Taking My Own Advice: BACKUP!
I almost lost my entire blog last week.
Something (I have theories about what) somehow managed to corrupt my WordPress database, erasing every entry since 2008. That’s pretty much all my clips and everything “important.”
My webhost apparently makes automatic backups of the database but deletes them after only a few days. I didn’t notice the problem until it was too late, so the auto-backups were no use (they were backups of the corrupted database).
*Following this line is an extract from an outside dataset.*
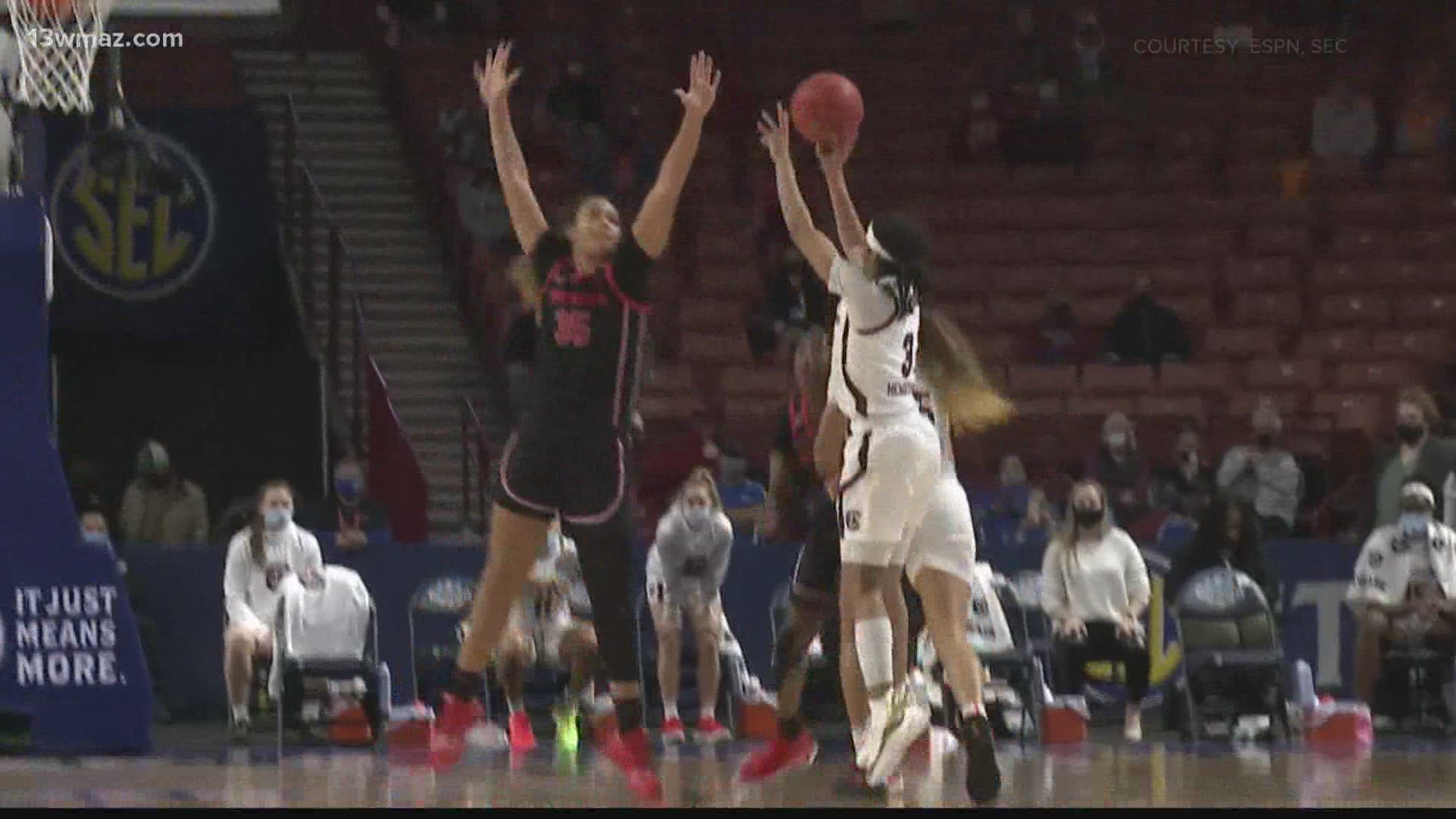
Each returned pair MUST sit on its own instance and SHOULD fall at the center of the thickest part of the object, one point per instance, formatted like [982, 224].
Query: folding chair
[1234, 664]
[300, 656]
Luckily, the last time I ran WordPress Automatic Update, I did what I normally don’t bother to do: download the backups the plugin automatically creates for you.
Those backups were two weeks old, but they were blessedly uncorrupted. I was able to restore everything but what I’d written in the past two weeks, and manually re-post everything from those two weeks.
I am a fanatic about backing up my computer after a spectacular hard drive failure a few years ago: I have Mozy set up to back up 2 gigs of what I consider most important, plus Dropbox keeps cloud copies of everything I’ve worked with recently, and on top of all that, Time Machine for everything else.
But until I almost lost my blog I was very sloppy about backing it up. Because, hey, it’s in the cloud. It’s fine.
Apparently that’s not so true. The moral of the story is: wherever you keep your data, back up your shit.
The failure, by the way, was traced by my sysadmin to be a failure of the WordPress Automatic Update plugin that had (tangentially) created the backup in the first place. There’s no reports from other folks who have had this problem, but it seems that WPAU was deprecated when neither of us were looking and a similar function was integrated into the WP core. Yeah, but nobody mentioned that the plugin should no longer be used, so can we be blamed for missing the memo?